A Comparison of Methods for Neural Network Aggregation
This work addresses privacy concerns in medical AI by enabling secure model training without sharing patient data, though it is incremental as it builds on existing multi-party computation techniques.
The paper tackles the challenge of training deep learning models on sensitive medical data by proposing a multi-party computation protocol that preserves privacy and security, comparing three neural network aggregation methods (transfer learning, average ensemble, and series network) against data-sharing approaches.

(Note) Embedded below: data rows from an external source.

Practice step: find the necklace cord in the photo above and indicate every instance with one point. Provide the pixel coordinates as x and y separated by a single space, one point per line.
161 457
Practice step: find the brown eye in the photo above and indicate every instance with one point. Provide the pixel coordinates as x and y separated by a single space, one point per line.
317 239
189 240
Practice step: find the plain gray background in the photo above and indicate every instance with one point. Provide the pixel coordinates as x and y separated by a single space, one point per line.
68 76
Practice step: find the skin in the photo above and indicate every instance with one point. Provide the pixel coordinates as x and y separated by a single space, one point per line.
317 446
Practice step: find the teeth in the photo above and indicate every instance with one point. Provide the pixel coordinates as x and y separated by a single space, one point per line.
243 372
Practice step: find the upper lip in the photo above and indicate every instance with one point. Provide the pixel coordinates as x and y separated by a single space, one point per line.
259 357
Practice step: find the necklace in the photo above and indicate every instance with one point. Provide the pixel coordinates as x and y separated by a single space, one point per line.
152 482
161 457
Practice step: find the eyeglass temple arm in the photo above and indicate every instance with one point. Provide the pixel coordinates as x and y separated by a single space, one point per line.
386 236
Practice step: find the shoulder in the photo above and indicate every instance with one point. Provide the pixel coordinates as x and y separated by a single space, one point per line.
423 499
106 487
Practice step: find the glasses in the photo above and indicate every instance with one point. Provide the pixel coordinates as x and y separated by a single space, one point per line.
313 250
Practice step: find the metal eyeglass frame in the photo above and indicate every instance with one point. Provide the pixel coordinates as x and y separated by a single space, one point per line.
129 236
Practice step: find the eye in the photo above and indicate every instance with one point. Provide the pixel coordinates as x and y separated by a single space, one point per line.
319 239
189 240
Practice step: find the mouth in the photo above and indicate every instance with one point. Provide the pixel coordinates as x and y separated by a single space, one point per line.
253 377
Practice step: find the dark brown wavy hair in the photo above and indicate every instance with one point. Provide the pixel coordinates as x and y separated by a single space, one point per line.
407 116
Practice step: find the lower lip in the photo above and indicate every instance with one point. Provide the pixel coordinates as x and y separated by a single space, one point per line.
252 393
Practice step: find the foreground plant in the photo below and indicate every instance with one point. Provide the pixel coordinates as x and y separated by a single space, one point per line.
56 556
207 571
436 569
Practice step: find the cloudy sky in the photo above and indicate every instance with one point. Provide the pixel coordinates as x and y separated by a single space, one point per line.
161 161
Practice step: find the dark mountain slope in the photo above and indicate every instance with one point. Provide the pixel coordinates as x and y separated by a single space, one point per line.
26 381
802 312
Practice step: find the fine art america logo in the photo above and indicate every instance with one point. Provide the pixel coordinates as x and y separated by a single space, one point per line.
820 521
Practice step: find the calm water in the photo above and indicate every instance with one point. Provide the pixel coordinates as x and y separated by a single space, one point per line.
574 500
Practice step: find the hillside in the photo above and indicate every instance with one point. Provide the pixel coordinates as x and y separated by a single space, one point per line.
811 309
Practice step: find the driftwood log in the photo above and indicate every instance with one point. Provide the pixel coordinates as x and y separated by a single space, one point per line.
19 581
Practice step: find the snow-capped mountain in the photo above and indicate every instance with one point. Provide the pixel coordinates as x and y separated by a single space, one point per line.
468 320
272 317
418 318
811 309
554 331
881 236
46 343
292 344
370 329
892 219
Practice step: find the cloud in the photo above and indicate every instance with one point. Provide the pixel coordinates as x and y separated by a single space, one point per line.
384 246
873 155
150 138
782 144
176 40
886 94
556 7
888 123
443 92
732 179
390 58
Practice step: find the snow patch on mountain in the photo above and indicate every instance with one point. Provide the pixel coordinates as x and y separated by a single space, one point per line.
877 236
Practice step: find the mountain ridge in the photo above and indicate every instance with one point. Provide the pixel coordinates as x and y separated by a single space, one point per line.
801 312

Deep learning has been successful in the theoretical aspect. For deep learning to succeed in industry, we need to have algorithms capable of handling many inconsistencies appearing in real data. These inconsistencies can have large effects on the implementation of a deep learning algorithm. Artificial Intelligence is currently changing the medical industry. However, receiving authorization to use medical data for training machine learning algorithms is a huge hurdle. A possible solution is sharing the data without sharing the patient information. We propose a multi-party computation protocol for the deep learning algorithm. The protocol enables to conserve both the privacy and the security of the training data. Three approaches of neural networks assembly are analyzed: transfer learning, average ensemble learning, and series network learning. The results are compared to approaches based on data-sharing in different experiments. We analyze the security issues of the proposed protocol. Although the analysis is based on medical data, the results of multi-party computation of machine learning training are theoretical and can be implemented in multiple research areas.